The absence of a legal bankruptcy framework for Chinese financial institutions has prevented technically insolvent firms from exiting the market effectively.
A slew of laws will be revised including the Enterprise Bankruptcy Law in the five-year legislative programme, said the report, signed off by Li Zhanshu, chairman of the standing committee of the National People’s Congress, or parliament.
Among 506 proposals submitted by NPC delegates this year, 11 mentioned the revision of the Enterprise Bankruptcy Law to allow specific individual bankruptcy and financial institution bankruptcy laws, according to the report.
The revision is urgently needed, said Guo Xinming, head of the Nanjing branch of the People’s Bank of China (PBOC) and also an NPC delegate.
Without such laws to deal with troubled banks or other financial institutions, “bad apples” will keep hindering market efficiency, Guo said in a written reply to Reuters questions.
“Some institutions may have exited from the market on paper but, in fact, it is difficult for them to write off debts in a timely and effectively way, which creates hidden dangers that will ‘ferment’ and become future risk events,” he said.

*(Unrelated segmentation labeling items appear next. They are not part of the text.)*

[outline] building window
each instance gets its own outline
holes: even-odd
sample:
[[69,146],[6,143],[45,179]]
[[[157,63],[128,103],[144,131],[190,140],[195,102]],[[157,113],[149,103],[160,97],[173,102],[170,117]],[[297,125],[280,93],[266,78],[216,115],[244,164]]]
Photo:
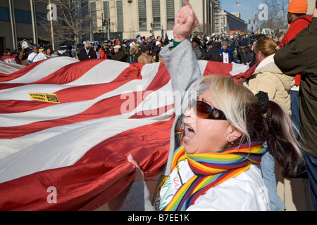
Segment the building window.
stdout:
[[123,31],[123,9],[122,1],[117,1],[118,32]]
[[139,0],[139,30],[147,30],[147,1]]
[[90,2],[90,15],[92,18],[92,28],[93,30],[96,30],[98,27],[96,2],[94,1]]
[[10,21],[8,8],[0,7],[0,21]]
[[154,22],[154,29],[161,29],[161,8],[160,0],[152,0],[152,13],[153,22]]
[[174,0],[166,0],[167,30],[173,30],[175,24]]
[[182,6],[184,6],[184,1],[188,2],[188,1],[189,1],[189,0],[182,0]]

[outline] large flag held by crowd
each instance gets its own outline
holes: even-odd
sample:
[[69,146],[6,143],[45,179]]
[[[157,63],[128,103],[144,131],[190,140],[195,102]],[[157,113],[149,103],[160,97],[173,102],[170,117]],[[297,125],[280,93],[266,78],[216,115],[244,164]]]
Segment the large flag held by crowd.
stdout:
[[[0,62],[0,210],[94,210],[166,162],[174,120],[163,63]],[[199,61],[201,73],[247,66]],[[237,75],[239,77],[240,75]],[[240,76],[241,77],[241,76]]]

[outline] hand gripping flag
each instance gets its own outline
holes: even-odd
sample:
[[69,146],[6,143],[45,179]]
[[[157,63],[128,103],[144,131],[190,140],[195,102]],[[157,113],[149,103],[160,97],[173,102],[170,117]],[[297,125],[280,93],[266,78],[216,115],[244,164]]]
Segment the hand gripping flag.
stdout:
[[[4,63],[1,210],[94,210],[133,180],[129,153],[146,179],[160,173],[175,116],[163,63],[56,57],[23,68]],[[240,77],[247,69],[199,65],[204,75]]]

In recent years, China’s central bank as well as its financial regulators have taken over a number of financial institutions including brokerages, trusts and lenders due to poor governance and the credit risks they contained.
In a high-level takeover, the authorities seized control of troubled regional lender Baoshang Bank in 2019 and allowed it to declare bankruptcy a year later.
“We have accumulated valuable experience in risk disposal and formed some good practices, but there is still a gap compared with the requirements of modern and orderly disposal mechanisms,” said Guo.
The NPC Standing Committee also said individual bankruptcy laws would be added to the legislative agenda, without giving a definite timeline.